Пожимая мне руку на прощание, Маяковский улыбнулся. Улыбка у него была особенная, закрытая. Зубы не сверкали, но все лицо, сумрачное по отдельным своим чертам, становилось светлым. Полная горячей благодарности, к большому, не подчеркнувшему этого своего преимущества перед меньшим, каким я не могла не почувствовать себя перед ним, я начала:
– Знаете, Владимир Владимирович...
– Знаю, – перебил он меня с той же улыбкой,– я вам понравился. Вы мне – тоже. До свидания!
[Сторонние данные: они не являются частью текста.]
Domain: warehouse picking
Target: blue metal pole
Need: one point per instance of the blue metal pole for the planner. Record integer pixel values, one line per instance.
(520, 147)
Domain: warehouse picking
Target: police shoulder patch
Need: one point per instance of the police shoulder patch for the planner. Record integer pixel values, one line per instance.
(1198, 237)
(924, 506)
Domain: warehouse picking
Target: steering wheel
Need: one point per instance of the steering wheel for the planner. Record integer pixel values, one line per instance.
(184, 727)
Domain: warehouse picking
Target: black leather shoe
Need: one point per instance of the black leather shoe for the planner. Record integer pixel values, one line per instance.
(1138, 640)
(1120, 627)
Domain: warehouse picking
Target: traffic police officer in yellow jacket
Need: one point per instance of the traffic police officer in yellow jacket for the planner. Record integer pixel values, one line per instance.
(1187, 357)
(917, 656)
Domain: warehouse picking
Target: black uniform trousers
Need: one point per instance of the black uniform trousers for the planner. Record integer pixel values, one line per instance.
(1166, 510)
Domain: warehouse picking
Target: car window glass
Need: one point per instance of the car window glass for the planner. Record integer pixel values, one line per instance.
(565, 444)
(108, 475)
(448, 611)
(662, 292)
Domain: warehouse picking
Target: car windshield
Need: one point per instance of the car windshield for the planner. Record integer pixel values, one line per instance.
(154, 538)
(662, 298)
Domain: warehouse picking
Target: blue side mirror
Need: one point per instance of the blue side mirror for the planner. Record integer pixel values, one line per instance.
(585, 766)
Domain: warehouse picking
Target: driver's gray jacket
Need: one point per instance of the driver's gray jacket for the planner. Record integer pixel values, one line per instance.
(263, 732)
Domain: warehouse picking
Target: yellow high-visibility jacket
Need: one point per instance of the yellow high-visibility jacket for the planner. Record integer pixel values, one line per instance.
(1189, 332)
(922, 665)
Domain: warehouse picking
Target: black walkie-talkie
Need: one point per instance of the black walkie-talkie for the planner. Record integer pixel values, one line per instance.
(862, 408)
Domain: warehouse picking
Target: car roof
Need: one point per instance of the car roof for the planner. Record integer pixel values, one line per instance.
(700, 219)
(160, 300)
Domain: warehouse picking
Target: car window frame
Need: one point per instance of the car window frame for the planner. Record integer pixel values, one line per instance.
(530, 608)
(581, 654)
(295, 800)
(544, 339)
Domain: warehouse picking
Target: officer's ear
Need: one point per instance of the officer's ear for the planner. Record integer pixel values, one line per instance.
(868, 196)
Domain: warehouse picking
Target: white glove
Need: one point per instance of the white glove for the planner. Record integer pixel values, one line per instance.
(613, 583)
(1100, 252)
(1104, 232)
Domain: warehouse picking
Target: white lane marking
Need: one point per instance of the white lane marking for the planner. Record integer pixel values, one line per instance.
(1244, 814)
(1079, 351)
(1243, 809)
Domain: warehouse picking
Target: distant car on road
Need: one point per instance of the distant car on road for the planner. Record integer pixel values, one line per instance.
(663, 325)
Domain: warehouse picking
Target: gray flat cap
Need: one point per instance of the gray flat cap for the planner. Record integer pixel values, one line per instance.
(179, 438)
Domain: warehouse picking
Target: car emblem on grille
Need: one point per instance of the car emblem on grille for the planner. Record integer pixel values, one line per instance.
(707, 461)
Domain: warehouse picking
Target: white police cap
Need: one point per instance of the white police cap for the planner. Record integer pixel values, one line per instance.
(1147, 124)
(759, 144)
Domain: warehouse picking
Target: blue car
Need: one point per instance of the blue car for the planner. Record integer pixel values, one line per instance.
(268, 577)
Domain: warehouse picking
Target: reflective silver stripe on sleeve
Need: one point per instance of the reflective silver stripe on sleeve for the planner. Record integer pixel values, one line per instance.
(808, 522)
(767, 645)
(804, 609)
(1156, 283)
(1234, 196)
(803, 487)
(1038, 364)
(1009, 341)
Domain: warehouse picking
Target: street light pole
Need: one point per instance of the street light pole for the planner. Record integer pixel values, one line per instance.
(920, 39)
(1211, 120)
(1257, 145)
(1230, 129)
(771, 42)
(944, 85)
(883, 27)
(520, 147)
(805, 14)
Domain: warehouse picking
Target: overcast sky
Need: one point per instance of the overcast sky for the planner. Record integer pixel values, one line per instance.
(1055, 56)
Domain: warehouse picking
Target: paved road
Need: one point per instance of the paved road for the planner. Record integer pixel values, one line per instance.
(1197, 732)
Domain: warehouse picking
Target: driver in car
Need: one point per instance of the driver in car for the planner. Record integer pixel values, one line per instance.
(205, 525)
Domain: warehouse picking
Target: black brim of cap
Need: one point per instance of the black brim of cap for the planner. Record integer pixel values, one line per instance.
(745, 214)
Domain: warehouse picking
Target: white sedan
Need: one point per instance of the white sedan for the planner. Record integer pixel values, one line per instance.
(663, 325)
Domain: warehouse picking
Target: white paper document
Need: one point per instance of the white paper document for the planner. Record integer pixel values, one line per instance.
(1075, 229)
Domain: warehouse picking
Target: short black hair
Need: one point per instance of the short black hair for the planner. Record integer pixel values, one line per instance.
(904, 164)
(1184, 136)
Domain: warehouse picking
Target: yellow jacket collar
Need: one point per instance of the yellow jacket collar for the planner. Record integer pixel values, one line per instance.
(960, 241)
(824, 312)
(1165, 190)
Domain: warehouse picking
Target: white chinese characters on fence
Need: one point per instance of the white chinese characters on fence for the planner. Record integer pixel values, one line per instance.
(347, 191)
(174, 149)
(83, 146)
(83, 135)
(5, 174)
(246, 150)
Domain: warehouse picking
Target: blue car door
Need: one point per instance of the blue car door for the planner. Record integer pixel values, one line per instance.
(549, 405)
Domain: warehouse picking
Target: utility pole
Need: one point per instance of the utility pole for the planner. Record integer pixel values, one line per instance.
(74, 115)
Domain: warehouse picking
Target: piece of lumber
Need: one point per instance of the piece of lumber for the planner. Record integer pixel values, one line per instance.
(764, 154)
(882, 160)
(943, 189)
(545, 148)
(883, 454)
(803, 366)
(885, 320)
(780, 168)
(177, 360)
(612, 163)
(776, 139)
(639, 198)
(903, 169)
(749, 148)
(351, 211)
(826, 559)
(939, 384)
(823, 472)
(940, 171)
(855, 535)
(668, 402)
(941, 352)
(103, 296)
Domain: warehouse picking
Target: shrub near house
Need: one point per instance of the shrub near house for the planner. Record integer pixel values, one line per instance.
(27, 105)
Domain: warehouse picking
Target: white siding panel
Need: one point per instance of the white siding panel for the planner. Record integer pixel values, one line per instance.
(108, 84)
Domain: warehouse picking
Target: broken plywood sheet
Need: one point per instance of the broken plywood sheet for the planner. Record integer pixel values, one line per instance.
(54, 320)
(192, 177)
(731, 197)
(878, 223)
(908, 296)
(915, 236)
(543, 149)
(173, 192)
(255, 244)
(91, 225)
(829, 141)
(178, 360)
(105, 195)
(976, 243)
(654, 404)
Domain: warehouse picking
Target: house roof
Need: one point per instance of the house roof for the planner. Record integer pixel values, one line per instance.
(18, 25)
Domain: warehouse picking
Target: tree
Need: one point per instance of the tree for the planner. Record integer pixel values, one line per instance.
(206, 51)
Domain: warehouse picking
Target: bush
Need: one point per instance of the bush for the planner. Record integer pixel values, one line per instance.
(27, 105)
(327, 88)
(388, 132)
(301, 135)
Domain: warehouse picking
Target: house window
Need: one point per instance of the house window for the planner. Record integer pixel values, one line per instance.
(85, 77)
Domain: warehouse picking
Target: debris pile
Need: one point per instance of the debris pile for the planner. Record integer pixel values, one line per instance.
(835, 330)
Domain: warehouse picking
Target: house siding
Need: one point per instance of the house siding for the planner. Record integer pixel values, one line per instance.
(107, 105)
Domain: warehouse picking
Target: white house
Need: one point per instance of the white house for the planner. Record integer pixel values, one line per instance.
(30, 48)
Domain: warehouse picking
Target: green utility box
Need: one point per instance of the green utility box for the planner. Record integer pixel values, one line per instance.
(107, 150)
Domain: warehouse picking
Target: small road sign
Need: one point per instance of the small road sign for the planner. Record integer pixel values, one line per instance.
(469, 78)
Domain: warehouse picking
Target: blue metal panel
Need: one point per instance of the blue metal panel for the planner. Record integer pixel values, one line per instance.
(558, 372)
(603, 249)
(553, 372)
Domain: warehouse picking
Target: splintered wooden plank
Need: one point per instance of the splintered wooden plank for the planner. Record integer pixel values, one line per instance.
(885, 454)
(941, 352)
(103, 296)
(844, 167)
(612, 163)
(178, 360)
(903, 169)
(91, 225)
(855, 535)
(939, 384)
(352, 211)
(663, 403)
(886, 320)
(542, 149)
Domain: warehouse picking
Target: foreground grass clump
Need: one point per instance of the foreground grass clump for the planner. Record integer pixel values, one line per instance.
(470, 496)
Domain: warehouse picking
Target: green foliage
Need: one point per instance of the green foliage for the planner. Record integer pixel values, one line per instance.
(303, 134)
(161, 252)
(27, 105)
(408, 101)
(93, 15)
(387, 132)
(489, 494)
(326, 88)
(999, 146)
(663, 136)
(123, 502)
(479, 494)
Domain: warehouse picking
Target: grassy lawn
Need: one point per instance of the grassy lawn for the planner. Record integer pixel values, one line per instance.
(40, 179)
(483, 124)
Простая снисходительная шутка, но было в голосе сказавшего эти шутливые слова то внутреннее душевное тепло, за которое согретые им люди становились преданными друзьями Маяковского до конца своих дней. И я в тот день забыла свои "единоличные" расчеты. Существовало одно большое целое – советская художественная литература. Создают ее большие люди. Один из них – Владимир Маяковский. Какое счастье жить и работать с ним вместе!
Весна и лето тысяча девятьсот двадцать седьмого года. В это время моя литературная судьба сложилась так, что я встретилась с Маяковским за границей. На короткое время встретились мы в Чехословакии, в Праге. На более длительное – в Берлине и Париже. Из чехословацких воспоминаний наиболее яркими сохранились в моей памяти пение чешскими крестьянами "Левого марша" и выступление коллектива "Синяя блуза" в Праге.
Прекрасно звучали на чешском языке не только стихи поэта, но и вся программа выступления, проникнутая его ритмом, его духом.
В Берлине я узнала, каким изумительным товарищем, веселым и простым, был на чужбине в отношении к своим, советским людям этот знаменитый и великодушный человек.
Поэтому я не могу не отметить некоторые бытовые детали нашего совместного пребывания за границей. Они характерны для Владимира Владимировича. Этот грозный поэт–трибун любил неожиданно сошкольничать. Я очень маленького роста. Когда мы стояли рядом, моя голова была чуть повыше его локтя. На все официальные приемы в Берлине мы ездили вместе и за столом сидели рядом. Я его попросила:
– Владимир Владимирович, давайте не подходить к автомобилю вместе. Сначала я пройду, а потом вы. А то уж очень смешно: Пат и Паташон!